Her feet were planted just at the edge of the abyss. The slave holding her loosened his grip, eliciting a gasp of terror from her. He laughed, dragging her to the other side.
“How fortunate to know the owner of a gladiator school,” said Gideon. He watched, morbid fascination playing across his face as the cats tried to leap up the sharp incline to reach them. “They look hungry.”
The slave holding Bryna looped another length of rope around those binding her wrists. She watched numbly as the lead stretched up to slide through a wooden winch set in the roof over the pit, ending around a spoked wheel anchored to a wooden rack.
Gideon drew out his knife. She braced herself for the killing blow. Instead he bent and drew the sharp tip along her calf.
She hissed at the stinging pain and watched blood flow down her leg, soaking the bonds at her feet. Gideon then nodded to Baram, who began to spin the wheel.
Bryna’s arms were stretched upward until she was lifted into the air. Baram stopped when she dangled directly above the pit, several feet above the lions. She stared in horror as the blood from her wound dripped into the pit below, stirring the starved beasts into a frenzy.
“Accept the blood of the sinner’s whore as reparation for the sin of impurity visited upon my family,” Gideon intoned.
“Let the sacrifice begin.”
“I think not, Uncle.”
***
Sheer terror gripped Jared when he saw Bryna hanging and bleeding into the pit. He wanted to run and snatch her to safety but with Baram standing with his hands on the wheel he could not risk it.
Threatened with the promise of a slow and miserable death, Hapu had wasted no time in divulging all. Jared had listened. Listened with the pain of betrayal with which he was so well acquainted. From the first theft through his kidnapping, his ruin and demise had been planned and implemented. All at the direction of Gideon.
Outraged and wounded as he had been to hear of his uncle’s plotting, it had not begun to match the horror of discovering Gideon had taken Bryna. Vaguely, he remembered Bran howling a deep throated battle cry, Damon cursing as Hapu slipped out of the warehouse, running for his life.

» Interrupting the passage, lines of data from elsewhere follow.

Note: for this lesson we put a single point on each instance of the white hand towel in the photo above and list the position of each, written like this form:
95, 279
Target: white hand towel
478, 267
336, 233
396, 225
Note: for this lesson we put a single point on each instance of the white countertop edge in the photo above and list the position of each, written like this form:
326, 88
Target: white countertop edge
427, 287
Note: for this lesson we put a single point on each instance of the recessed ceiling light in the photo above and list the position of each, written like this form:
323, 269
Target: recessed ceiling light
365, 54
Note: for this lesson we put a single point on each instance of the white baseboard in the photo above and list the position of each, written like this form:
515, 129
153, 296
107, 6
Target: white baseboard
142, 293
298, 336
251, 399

Slowly, as if he had all the time in the world, he walked toward the pit his sword hanging loose in his hand struggled to keep his gait unhurried when in truth he wanted to launch himself at Baram and the wheel he held.
A loud snarl erupted from the pit, reverberated off the walls. It was answered in kind by the other cats thirsty for blood.
Jared chanced a look at Bryna. She was grasping the rope that suspended her, reaching futilely upward, trying to climb away from the danger. Her cheeks were tearstained. Deep green eyes locked on him with complete trust. He swallowed convulsively as a tawny paw edged with inch long claws and dappled with Bryna’s blood—leapt from the abyss. It missed her foot by a hair. He turned, fixed his deadly gaze on his uncle.
Gideon stood as if rooted to the ground, his expression devoid of any emotion, except for his eyes. His black eyes burned with hatred. “Release my wife,” Jared said. “And I will let you live.”
Gideon’s eyes narrowed. “You, the abomination whose very existence calls for cleansing of our bloodlines, dares to give orders?” He lifted his hand. Baram grabbed the handle of the wheel.